A l’heure où paraissent en France les Mémoires de Boris Johnson (Indomptable, Stock, 740 pages, 29,90 euros), un épais ouvrage plein d’anecdotes drôles et de portraits sarcastiques et alors que l’ex-dirigeant déploie tout son charme dans les médias hexagonaux (son inimitable dégaine, son très bon français ou ses traits d’humour), il est utile de rappeler le verdict qu’Anthony Seldon porte à l’endroit de l’ex-maire de Londres (2008-2016) – arrivé en 2019 à Downing Street, d’où il a été chassé par les scandales à l’été 2022 –, afin de ne pas perdre de vue l’héritage empoisonné qu’il a laissé à son pays. « Boris Johnson restera comme le pire premier ministre de l’histoire britannique contemporaine. Il fut un grand orateur, un optimiste, un remarquable storyteller, le problème, c’est que l’histoire qu’il racontait n’était pas crédible », assénait l’historien lundi 2 décembre, lors d’une conférence organisée par le groupe de réflexion libéral Bright Blue.

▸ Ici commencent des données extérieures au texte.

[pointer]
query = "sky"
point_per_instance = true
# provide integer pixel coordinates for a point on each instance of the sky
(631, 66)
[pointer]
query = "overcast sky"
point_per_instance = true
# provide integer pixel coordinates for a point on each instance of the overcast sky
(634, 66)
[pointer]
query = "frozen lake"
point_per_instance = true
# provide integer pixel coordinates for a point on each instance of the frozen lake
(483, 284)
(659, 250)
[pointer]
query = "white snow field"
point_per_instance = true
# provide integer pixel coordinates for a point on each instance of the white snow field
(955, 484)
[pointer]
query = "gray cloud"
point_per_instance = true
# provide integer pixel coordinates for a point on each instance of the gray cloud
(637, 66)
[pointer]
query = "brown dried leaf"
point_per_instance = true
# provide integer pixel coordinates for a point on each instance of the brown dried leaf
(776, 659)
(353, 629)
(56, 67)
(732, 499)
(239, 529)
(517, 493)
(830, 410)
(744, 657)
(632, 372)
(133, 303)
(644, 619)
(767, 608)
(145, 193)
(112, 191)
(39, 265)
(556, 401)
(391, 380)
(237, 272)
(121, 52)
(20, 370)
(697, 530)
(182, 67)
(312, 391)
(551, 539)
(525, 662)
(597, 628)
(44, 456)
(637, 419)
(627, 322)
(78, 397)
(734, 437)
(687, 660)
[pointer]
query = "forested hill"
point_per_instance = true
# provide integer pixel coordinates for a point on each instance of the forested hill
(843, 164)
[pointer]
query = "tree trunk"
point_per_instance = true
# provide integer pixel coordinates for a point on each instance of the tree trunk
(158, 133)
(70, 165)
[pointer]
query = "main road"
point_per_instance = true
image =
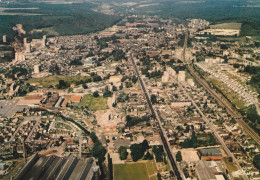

« Il n’a rien fait pour le pays, à part le Brexit. (…) Il disposait pourtant d’un moment en or quand ce dernier a eu lieu, mais il n’en a pas tiré parti. Il n’a pas fait de progrès sur la santé, l’environnement. Son idée de “levelling up” [nivellement par le haut des régions les plus défavorisées] était bonne, mais il ne l’a pas exécutée. Il n’y a que dans sa défense de l’Ukraine qu’il a été bon », ajoute Anthony Seldon. Dans un ouvrage très documenté (Johnson at 10, Atlantic Books, 2023), il étaye son sévère jugement, décrivant le manque de sérieux du dirigeant, son peu de respect pour les institutions du pays et le Brexit qui fut d’abord l’instrument de son ambition. « La décision de Boris Johnson de soutenir ou pas [la campagne] du “Remain” [le maintien du Royaume-Uni dans l’Union européenne (UE) lors du référendum de 2016] était surtout guidée par son calcul personnel », écrit l’historien.